Mozambique: CNE Trying to Secure Funds From Donors

Maputo — Mozambique's National Elections Commission (CNE) is dependent on foreign donors, known tactfully as "cooperation partners" to produce the funding required to prepare the 2023 municipal and 2024 general elections.

At a Tuesday meeting with representatives of the country's political parties, the CNE chairperson, Carlos Matsinhe, said the preparatory work for the elections is budgeted at 3.2 billion meticais (about 50 million US dollars).

To date, the CNE has only managed to raise one billion meticais, leaving a deficit of 2.2 billion. The money is needed to instal the provincial and district elections commissions, to train their staff, and pay for the logistics of voter registration.

According to a report in Wednesday's issue of the Maputo daily "Noticias", Matsinhe said the CNE "is working with the cooperation partners to find a way of overcoming the deficit".

The total cost of the 2022-2025 electoral cycle, he said, is 18.7 billion meticais - 3.2 billion for preparations his year, 6.7 billion for 2023, the year of the municipal elections, and 8.7 billion for the general elections of 2024.

Matsinhe admitted that the donors are faced with demands from other parts of the world, notably those arising from Russian aggression against Ukraine. This affected the way donors looked at the financing needs of Africa, and of Mozambique in particular.

"We have to be very aware of this, but everything is being done to ensure that the elections are held in a decent context", he added.

Matsinhe said the Covid-19 pandemic had complicated the acquisition of election equipment and materials. More than 90 per cent of these goods are ordered from abroad, and the disruption caused by Covid-19 means that they must be ordered well in advance.

"We must acquire material for the pilot voter registration this year, so that next year all possible errors are corrected", said Matsinhe.

The voter registration ahead of the municipal elections should be held in the first quarter of the 2023. The government will fix the exact date, after consultation with the CNE.

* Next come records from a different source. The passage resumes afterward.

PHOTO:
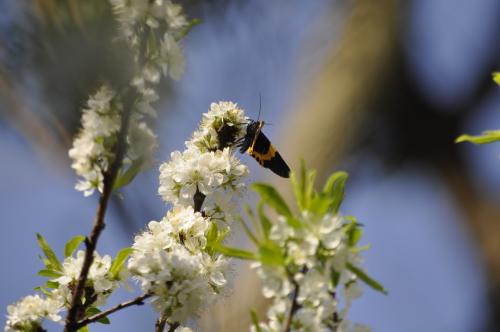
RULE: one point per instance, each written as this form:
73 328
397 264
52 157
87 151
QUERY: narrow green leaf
265 223
309 193
52 284
52 261
496 77
252 217
92 311
366 278
126 177
272 197
321 203
118 262
486 137
235 252
84 329
72 244
49 273
43 290
248 232
255 320
334 187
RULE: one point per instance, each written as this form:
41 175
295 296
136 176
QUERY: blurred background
377 88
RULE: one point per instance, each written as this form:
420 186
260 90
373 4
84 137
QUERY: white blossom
92 153
207 172
220 127
99 277
169 261
29 312
312 250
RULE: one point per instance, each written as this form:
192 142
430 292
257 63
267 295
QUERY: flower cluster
93 148
221 127
100 281
153 29
29 312
103 277
309 262
173 259
203 167
315 253
91 151
169 260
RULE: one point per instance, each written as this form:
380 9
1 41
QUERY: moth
256 144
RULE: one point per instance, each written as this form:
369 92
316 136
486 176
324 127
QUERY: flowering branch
137 301
160 323
109 177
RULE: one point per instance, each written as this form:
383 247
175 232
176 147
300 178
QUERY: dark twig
160 323
109 176
198 199
295 305
137 301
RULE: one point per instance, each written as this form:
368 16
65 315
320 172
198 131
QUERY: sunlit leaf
118 262
334 187
91 311
272 197
50 273
52 262
366 278
72 244
235 252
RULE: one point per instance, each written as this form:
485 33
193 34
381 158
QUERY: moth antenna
260 106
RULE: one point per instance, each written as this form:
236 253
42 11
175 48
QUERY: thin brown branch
173 326
137 301
295 307
160 323
76 307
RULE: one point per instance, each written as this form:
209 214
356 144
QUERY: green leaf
270 254
49 273
303 186
126 177
334 187
320 204
272 197
43 290
91 311
235 252
265 223
353 232
366 278
252 217
118 262
255 320
84 329
72 244
486 137
248 232
52 262
298 190
52 284
496 77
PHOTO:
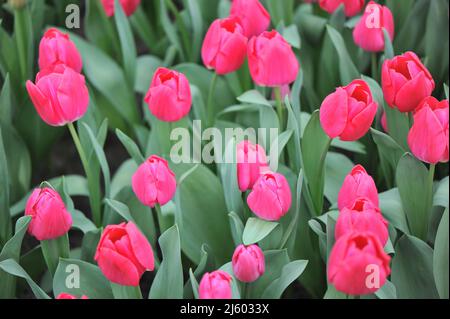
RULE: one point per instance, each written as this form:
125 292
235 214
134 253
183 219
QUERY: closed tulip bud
405 82
56 47
357 184
215 285
49 216
368 32
251 163
59 95
248 263
428 137
270 198
254 17
169 96
362 216
128 6
154 182
225 46
64 295
124 254
351 7
348 112
358 264
271 60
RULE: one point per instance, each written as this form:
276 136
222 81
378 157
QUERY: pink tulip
271 60
358 264
248 263
124 254
60 95
49 216
251 163
169 96
56 47
348 112
405 82
64 295
362 216
154 182
368 33
351 7
357 184
225 46
128 6
215 285
270 198
254 17
428 137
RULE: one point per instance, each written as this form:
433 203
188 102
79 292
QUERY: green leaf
440 257
347 69
412 182
126 43
413 280
257 229
289 274
315 144
92 283
12 267
168 282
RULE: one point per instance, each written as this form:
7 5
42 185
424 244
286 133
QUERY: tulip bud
270 198
348 112
271 60
124 254
405 82
169 96
251 163
351 7
49 216
357 184
254 17
225 46
368 32
362 216
128 6
60 95
358 264
56 47
248 263
154 182
215 285
428 137
64 295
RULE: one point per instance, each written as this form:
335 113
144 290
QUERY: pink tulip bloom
405 82
428 137
56 47
49 216
215 285
357 184
248 263
271 60
348 112
169 96
270 198
60 95
124 254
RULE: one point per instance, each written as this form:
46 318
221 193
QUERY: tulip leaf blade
256 230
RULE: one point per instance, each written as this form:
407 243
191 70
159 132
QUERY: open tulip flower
224 149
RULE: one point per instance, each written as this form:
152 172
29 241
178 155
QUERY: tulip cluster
358 264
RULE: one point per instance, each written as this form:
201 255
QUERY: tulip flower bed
224 149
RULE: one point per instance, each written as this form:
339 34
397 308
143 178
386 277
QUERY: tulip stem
280 111
209 106
95 208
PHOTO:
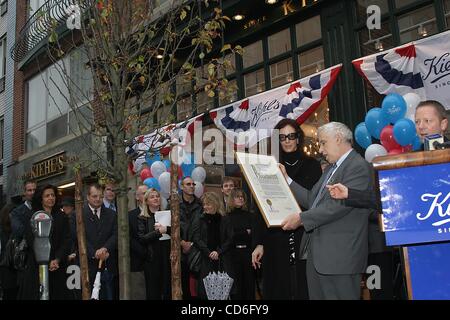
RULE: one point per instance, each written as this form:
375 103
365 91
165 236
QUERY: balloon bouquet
155 173
392 124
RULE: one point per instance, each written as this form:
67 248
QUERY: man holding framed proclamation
269 187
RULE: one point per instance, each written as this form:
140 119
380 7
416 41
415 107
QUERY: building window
311 61
279 43
254 82
3 55
308 31
281 73
253 54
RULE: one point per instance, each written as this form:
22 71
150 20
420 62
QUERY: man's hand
257 255
283 170
291 222
338 191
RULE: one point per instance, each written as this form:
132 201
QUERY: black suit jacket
101 233
138 251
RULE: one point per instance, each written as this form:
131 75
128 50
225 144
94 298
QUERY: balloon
199 174
362 135
152 183
416 144
374 150
412 100
198 192
393 107
145 174
375 122
164 182
157 168
387 138
167 163
404 131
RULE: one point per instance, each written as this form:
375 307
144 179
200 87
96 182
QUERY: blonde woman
242 222
149 233
213 237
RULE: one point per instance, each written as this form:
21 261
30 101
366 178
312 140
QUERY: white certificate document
269 187
164 218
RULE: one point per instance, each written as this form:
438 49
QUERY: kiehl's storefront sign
48 167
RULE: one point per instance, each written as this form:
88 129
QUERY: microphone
433 142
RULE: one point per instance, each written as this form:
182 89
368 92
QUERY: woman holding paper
283 274
149 233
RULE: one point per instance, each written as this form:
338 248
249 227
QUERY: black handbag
194 259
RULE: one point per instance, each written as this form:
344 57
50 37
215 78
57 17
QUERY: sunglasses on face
290 136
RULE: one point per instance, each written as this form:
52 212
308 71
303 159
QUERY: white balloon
198 189
164 182
374 150
199 174
157 168
412 100
164 203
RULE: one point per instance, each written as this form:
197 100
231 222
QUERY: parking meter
41 224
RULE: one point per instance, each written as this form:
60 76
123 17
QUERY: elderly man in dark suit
336 241
101 238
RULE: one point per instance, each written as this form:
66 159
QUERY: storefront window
308 31
253 54
254 82
376 40
279 43
311 61
417 24
281 73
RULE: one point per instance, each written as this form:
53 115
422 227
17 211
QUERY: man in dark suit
336 240
22 214
101 239
138 251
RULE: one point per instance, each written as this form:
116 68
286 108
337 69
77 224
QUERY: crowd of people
319 253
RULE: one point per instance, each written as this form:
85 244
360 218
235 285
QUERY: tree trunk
175 251
81 238
123 242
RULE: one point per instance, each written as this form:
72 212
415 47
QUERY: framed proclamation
269 187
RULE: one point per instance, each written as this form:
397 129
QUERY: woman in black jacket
46 199
283 274
149 233
213 237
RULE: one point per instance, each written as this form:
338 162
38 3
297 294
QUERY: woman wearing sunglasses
283 274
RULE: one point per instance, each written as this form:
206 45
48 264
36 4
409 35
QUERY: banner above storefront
421 67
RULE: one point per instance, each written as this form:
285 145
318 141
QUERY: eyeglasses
290 136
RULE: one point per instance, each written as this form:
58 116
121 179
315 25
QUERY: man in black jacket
137 250
22 214
101 240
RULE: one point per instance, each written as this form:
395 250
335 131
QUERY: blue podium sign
416 204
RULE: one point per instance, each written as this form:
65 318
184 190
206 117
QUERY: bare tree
134 53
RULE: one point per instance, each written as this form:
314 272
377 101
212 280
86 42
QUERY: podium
414 189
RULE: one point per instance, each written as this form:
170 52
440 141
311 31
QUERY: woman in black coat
283 274
213 237
149 233
46 199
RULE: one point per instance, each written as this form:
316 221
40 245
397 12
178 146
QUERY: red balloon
395 151
387 138
145 173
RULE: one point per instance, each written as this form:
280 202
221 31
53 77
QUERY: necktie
304 252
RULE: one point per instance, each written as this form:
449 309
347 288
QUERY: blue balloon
150 158
404 131
152 183
417 144
167 163
362 135
393 107
375 122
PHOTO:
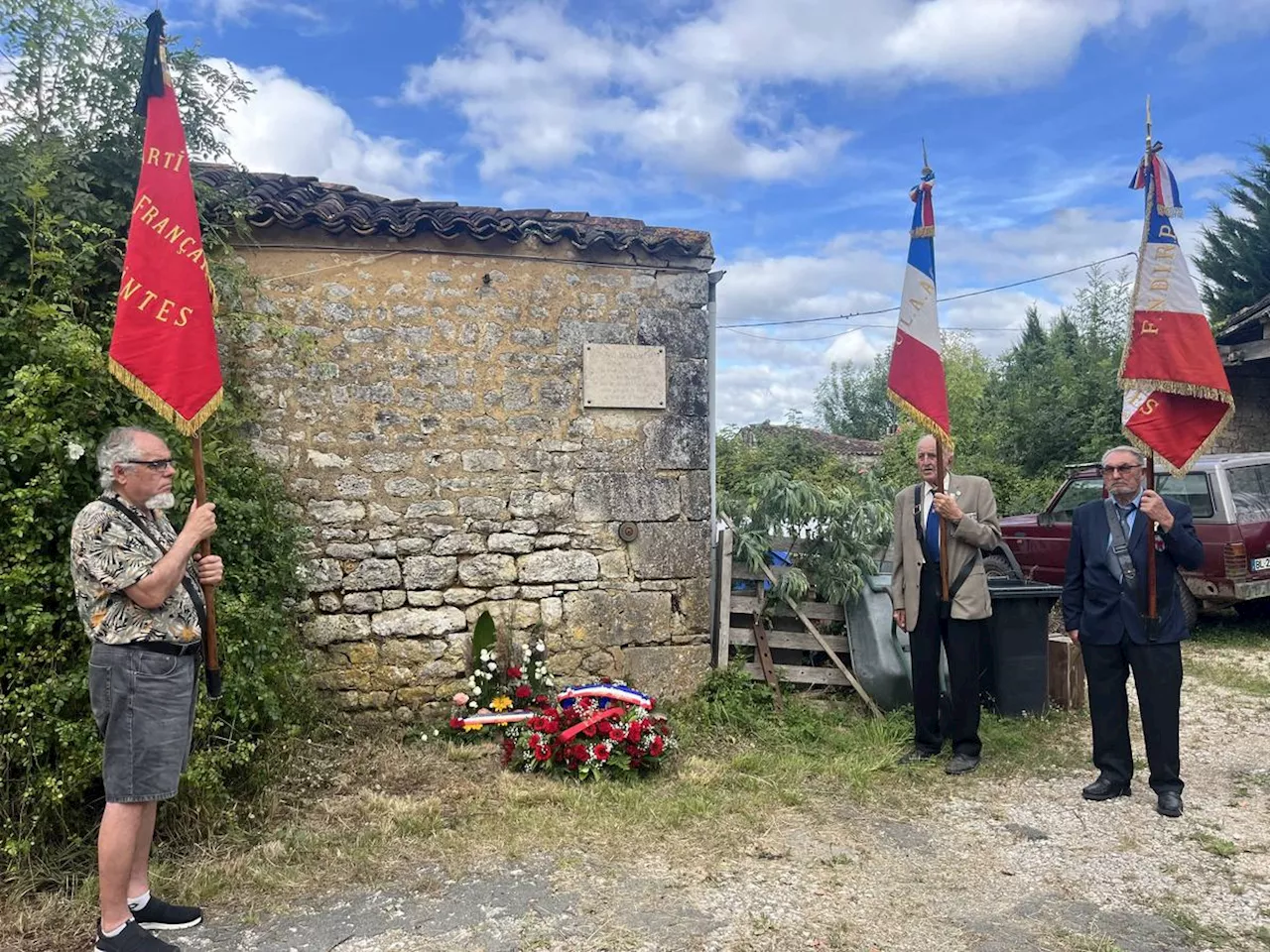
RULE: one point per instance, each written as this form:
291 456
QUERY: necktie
933 536
1123 513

Problems with finance for the elections were obvious well before the Russian invasion of Ukraine. Mozambique had been politely warned that it could not expect donors to fund its elections into the indefinite future.

The CNE has been dependent on foreign funding ever since the first post-war elections of 1994. Suggestions, from both national and international election observer groups, to reduce the size of the CNE and of the district and provincial commissions, have been ignored.

Mozambican politicians have also ignored the repeated calls to depoliticise the electoral bodies. The three parliamentary political parties (the ruling Frelimo party, and the two opposition forces, Renamo and the Mozambique Democratic Movement, MDM) dominate the electoral apparatus, including the CNE's executive body, the Electoral Administration Technical Secretariat (STAE).

There are thousands of political appointees in the election commissions and at all levels of STAE (national, provincial and district). This produces a top-heavy, inefficient and expensive apparatus, but nobody has tried to change the system since 2014.